Arbeits-, Wirtschafts- und Finanzpolitik

 

Die Familien-Partei Deutschlands stellt den Menschen in den Mittelpunkt des politischen Denkens. Wir fordern flexible, familienfreundliche Arbeitszeiten und soziale Sicherheit für die Familien in unserem Land.

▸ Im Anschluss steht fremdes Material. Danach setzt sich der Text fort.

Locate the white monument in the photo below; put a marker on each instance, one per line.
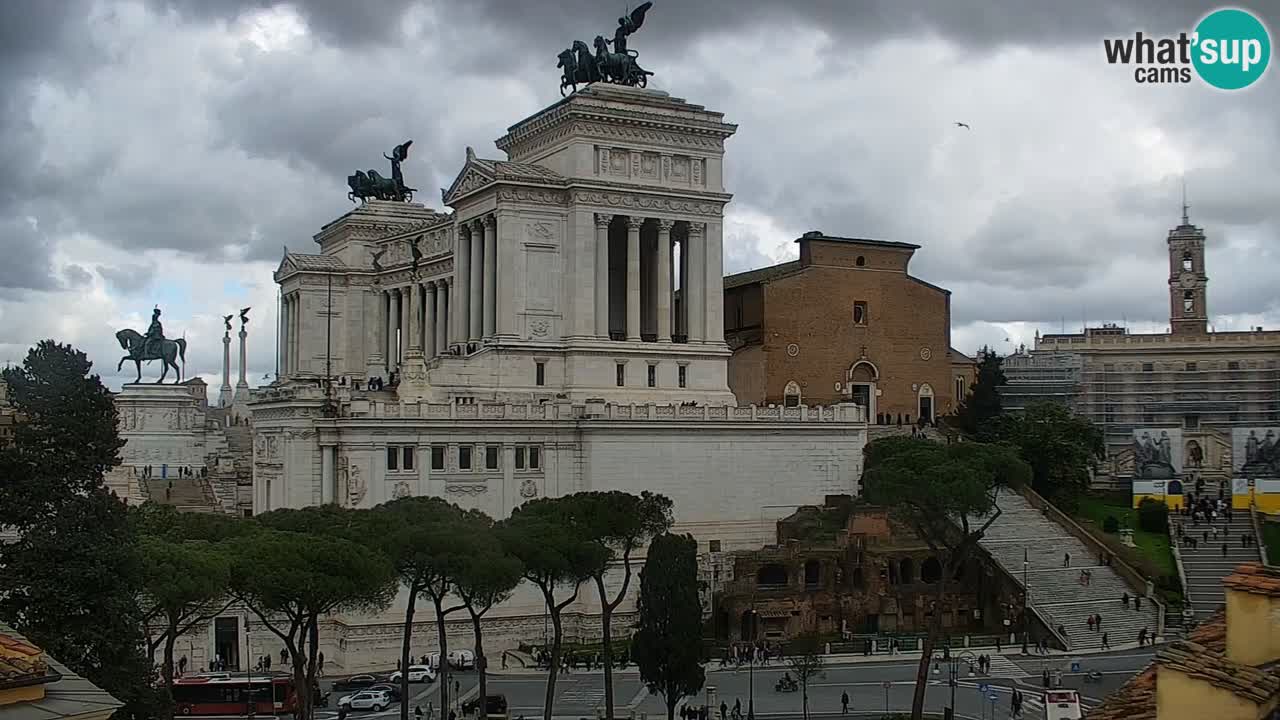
(558, 331)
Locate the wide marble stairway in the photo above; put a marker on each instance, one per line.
(1023, 532)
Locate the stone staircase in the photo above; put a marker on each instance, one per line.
(1023, 532)
(187, 495)
(1205, 566)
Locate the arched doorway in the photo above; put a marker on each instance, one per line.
(862, 378)
(926, 400)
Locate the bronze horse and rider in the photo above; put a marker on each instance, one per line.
(617, 67)
(152, 346)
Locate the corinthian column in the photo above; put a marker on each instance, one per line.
(664, 279)
(490, 276)
(634, 277)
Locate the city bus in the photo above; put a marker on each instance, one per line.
(1063, 705)
(229, 695)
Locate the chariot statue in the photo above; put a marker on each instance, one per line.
(152, 346)
(371, 185)
(617, 65)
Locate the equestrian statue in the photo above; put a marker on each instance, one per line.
(617, 65)
(371, 185)
(152, 346)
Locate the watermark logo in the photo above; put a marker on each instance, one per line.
(1229, 49)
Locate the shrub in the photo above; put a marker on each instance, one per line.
(1153, 515)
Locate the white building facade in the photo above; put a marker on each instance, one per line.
(561, 329)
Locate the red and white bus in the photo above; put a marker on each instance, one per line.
(223, 693)
(1063, 705)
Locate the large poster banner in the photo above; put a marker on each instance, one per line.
(1256, 451)
(1157, 452)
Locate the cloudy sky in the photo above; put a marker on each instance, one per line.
(165, 151)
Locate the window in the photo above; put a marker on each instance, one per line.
(791, 395)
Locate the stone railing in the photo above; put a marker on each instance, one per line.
(592, 410)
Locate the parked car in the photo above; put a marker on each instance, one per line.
(462, 659)
(387, 688)
(366, 700)
(496, 705)
(416, 674)
(355, 683)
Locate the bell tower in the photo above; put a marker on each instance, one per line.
(1188, 285)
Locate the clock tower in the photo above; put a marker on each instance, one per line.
(1188, 313)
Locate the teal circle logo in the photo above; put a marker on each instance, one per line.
(1232, 49)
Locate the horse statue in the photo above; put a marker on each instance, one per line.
(579, 67)
(169, 351)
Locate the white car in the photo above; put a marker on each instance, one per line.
(366, 700)
(462, 659)
(416, 674)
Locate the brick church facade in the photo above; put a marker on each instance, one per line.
(846, 322)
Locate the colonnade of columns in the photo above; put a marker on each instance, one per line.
(635, 300)
(417, 320)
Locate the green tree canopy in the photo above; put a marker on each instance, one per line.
(1063, 449)
(946, 493)
(982, 404)
(667, 645)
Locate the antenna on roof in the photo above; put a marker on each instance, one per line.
(1185, 206)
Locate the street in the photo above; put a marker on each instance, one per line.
(871, 684)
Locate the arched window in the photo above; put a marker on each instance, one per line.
(931, 570)
(791, 395)
(771, 577)
(812, 573)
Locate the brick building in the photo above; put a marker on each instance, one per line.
(846, 322)
(845, 568)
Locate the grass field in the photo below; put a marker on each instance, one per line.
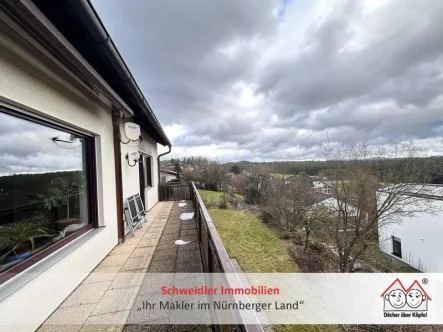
(251, 243)
(212, 197)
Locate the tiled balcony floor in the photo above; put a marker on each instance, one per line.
(105, 299)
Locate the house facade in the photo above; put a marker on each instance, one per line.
(68, 159)
(321, 187)
(416, 239)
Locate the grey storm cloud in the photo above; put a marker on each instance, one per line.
(27, 147)
(265, 80)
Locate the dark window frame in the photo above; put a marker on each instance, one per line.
(91, 174)
(396, 240)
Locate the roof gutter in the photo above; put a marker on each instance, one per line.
(90, 19)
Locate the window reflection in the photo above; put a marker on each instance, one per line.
(43, 187)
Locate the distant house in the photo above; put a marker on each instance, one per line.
(322, 187)
(167, 175)
(417, 239)
(331, 204)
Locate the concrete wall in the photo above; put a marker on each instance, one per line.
(30, 82)
(420, 240)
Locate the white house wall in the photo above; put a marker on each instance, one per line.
(421, 240)
(29, 81)
(130, 175)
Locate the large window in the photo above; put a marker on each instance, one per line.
(396, 246)
(46, 189)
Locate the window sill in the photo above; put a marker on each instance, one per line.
(18, 280)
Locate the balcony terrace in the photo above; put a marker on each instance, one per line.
(107, 299)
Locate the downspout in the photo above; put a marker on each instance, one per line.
(158, 162)
(100, 36)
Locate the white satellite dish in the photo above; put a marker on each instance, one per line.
(132, 131)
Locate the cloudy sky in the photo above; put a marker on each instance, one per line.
(273, 79)
(27, 147)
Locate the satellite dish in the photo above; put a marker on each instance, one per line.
(132, 131)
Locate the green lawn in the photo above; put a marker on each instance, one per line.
(212, 197)
(251, 243)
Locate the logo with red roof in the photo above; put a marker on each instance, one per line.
(399, 298)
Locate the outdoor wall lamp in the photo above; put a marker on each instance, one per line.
(134, 156)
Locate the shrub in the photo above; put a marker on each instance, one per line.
(222, 203)
(312, 260)
(253, 194)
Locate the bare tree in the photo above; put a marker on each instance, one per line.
(374, 187)
(292, 205)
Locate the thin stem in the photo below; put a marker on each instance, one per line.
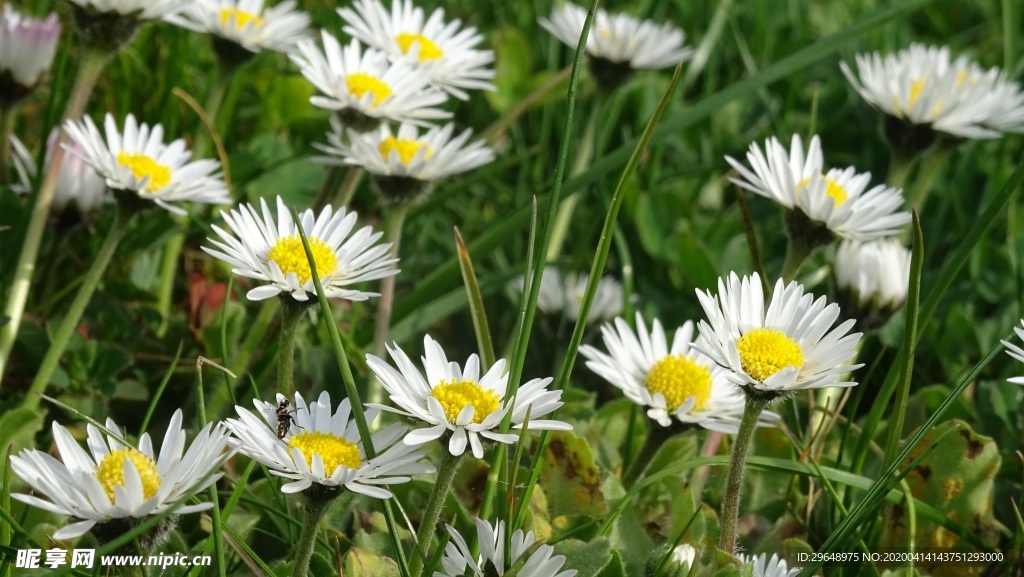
(315, 509)
(78, 305)
(656, 436)
(88, 72)
(737, 465)
(442, 486)
(291, 315)
(392, 234)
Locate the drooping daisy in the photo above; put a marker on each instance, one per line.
(671, 382)
(116, 483)
(786, 347)
(922, 86)
(407, 162)
(443, 51)
(27, 49)
(1016, 352)
(619, 43)
(836, 200)
(493, 560)
(247, 23)
(322, 446)
(872, 279)
(458, 402)
(267, 250)
(138, 161)
(365, 87)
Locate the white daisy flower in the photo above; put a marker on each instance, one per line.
(443, 51)
(765, 567)
(27, 49)
(1016, 352)
(266, 250)
(138, 161)
(493, 559)
(836, 200)
(247, 23)
(459, 402)
(922, 85)
(676, 382)
(787, 347)
(117, 481)
(367, 83)
(323, 446)
(620, 39)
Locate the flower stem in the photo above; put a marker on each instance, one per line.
(88, 72)
(442, 486)
(392, 235)
(315, 509)
(737, 465)
(78, 305)
(656, 436)
(291, 314)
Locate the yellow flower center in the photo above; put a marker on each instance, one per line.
(407, 149)
(111, 471)
(766, 352)
(333, 449)
(457, 395)
(678, 378)
(242, 18)
(360, 83)
(142, 166)
(428, 50)
(291, 257)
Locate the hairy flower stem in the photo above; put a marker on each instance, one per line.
(315, 509)
(74, 316)
(392, 234)
(89, 69)
(442, 486)
(737, 465)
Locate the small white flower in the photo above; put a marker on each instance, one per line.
(836, 199)
(27, 45)
(428, 157)
(671, 382)
(443, 51)
(1016, 352)
(368, 83)
(323, 446)
(117, 481)
(876, 273)
(494, 561)
(786, 347)
(459, 401)
(764, 567)
(620, 38)
(138, 161)
(247, 23)
(922, 85)
(266, 250)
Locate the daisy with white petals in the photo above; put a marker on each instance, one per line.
(673, 383)
(360, 82)
(457, 402)
(247, 23)
(322, 446)
(138, 161)
(923, 85)
(786, 347)
(114, 481)
(445, 52)
(837, 199)
(270, 250)
(494, 561)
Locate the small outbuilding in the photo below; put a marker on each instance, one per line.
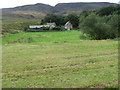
(68, 25)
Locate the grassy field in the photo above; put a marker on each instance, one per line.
(58, 60)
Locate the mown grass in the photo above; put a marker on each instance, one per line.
(58, 60)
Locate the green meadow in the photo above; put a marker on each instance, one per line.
(62, 59)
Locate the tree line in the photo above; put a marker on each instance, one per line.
(103, 23)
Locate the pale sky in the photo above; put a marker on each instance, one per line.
(14, 3)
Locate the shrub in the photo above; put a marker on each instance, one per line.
(100, 27)
(58, 28)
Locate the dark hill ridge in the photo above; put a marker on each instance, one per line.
(39, 10)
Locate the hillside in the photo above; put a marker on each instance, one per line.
(39, 10)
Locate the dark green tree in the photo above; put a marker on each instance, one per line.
(58, 19)
(74, 19)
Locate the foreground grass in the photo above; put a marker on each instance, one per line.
(58, 60)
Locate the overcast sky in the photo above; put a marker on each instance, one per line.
(14, 3)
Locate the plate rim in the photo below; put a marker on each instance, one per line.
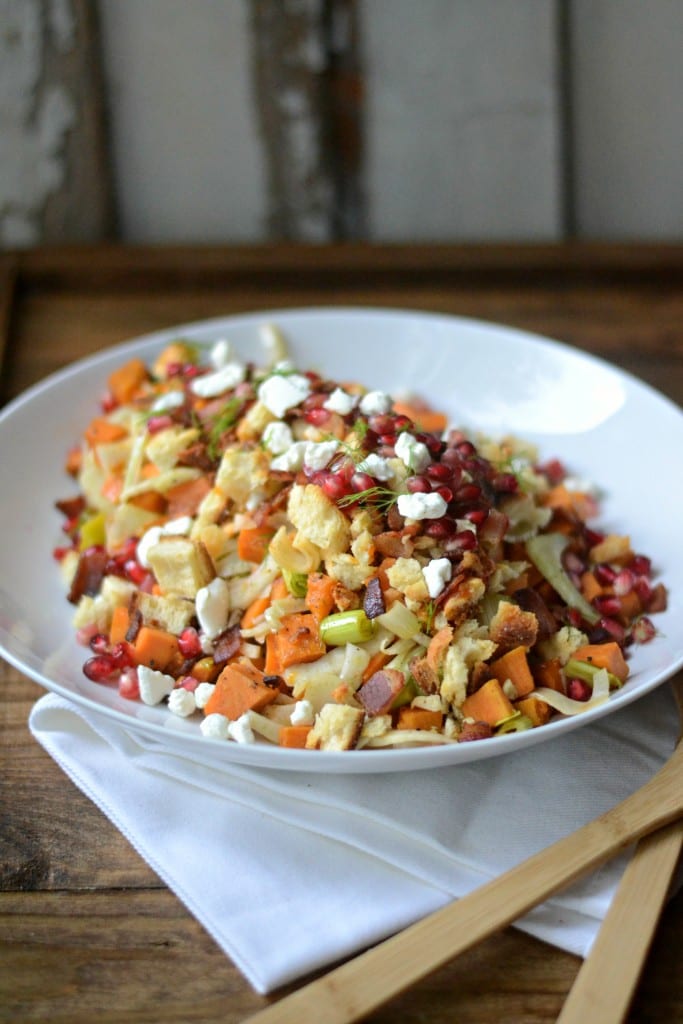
(356, 762)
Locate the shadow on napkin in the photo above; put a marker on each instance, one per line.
(290, 871)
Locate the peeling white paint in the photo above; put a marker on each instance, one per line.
(33, 123)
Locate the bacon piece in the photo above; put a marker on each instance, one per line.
(227, 644)
(89, 574)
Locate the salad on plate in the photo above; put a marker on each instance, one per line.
(315, 564)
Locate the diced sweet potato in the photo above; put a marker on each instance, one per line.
(604, 655)
(488, 704)
(514, 666)
(238, 691)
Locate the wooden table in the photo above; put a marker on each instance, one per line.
(87, 931)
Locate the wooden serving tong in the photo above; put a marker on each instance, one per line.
(351, 991)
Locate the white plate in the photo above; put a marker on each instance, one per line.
(607, 427)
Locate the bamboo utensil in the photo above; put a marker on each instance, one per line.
(357, 987)
(604, 986)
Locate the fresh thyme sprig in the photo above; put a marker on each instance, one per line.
(380, 498)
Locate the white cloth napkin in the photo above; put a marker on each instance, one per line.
(291, 871)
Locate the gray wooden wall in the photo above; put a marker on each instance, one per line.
(219, 121)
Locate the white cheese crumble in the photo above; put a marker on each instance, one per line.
(174, 527)
(278, 437)
(437, 572)
(212, 604)
(421, 506)
(376, 403)
(280, 393)
(241, 731)
(215, 727)
(172, 399)
(211, 385)
(340, 401)
(181, 702)
(375, 465)
(203, 693)
(303, 713)
(154, 685)
(412, 453)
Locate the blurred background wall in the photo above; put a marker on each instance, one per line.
(229, 121)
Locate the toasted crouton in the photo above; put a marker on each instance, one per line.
(171, 612)
(337, 727)
(181, 565)
(318, 519)
(511, 627)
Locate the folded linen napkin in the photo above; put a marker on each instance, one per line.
(328, 864)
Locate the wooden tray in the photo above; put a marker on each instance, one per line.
(87, 931)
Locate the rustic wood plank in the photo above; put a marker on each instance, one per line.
(86, 928)
(54, 181)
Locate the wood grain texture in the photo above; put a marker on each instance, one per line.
(54, 176)
(86, 929)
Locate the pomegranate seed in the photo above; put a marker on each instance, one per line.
(418, 484)
(624, 583)
(439, 471)
(468, 493)
(465, 540)
(129, 686)
(121, 654)
(643, 589)
(189, 643)
(99, 669)
(99, 644)
(477, 516)
(640, 565)
(336, 487)
(614, 629)
(643, 630)
(440, 528)
(579, 690)
(361, 481)
(158, 423)
(452, 458)
(604, 573)
(606, 604)
(317, 417)
(134, 571)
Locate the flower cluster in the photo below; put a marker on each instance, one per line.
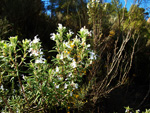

Wirtschaften darf nicht zum Selbstzweck werden.

 

Darum steht die Familien-Partei Deutschlands für

 

·         das Erziehungsgehalt und damit die Schaffung von Kaufkraft, die direkt den heimischen Markt unterstützt

·         die verbesserte Vereinbarkeit von Familie und Beruf

·         einen gesetzlichen Mindestlohn für alle Branchen

·         keinen weiteren Ausbau der Zeitarbeit

·         keinen weiteren Ausbau befristeter Arbeitsverhältnisse

·         konsequente Umsetzung der Besteuerung nach der wirtschaftlichen Leistungsfähigkeit.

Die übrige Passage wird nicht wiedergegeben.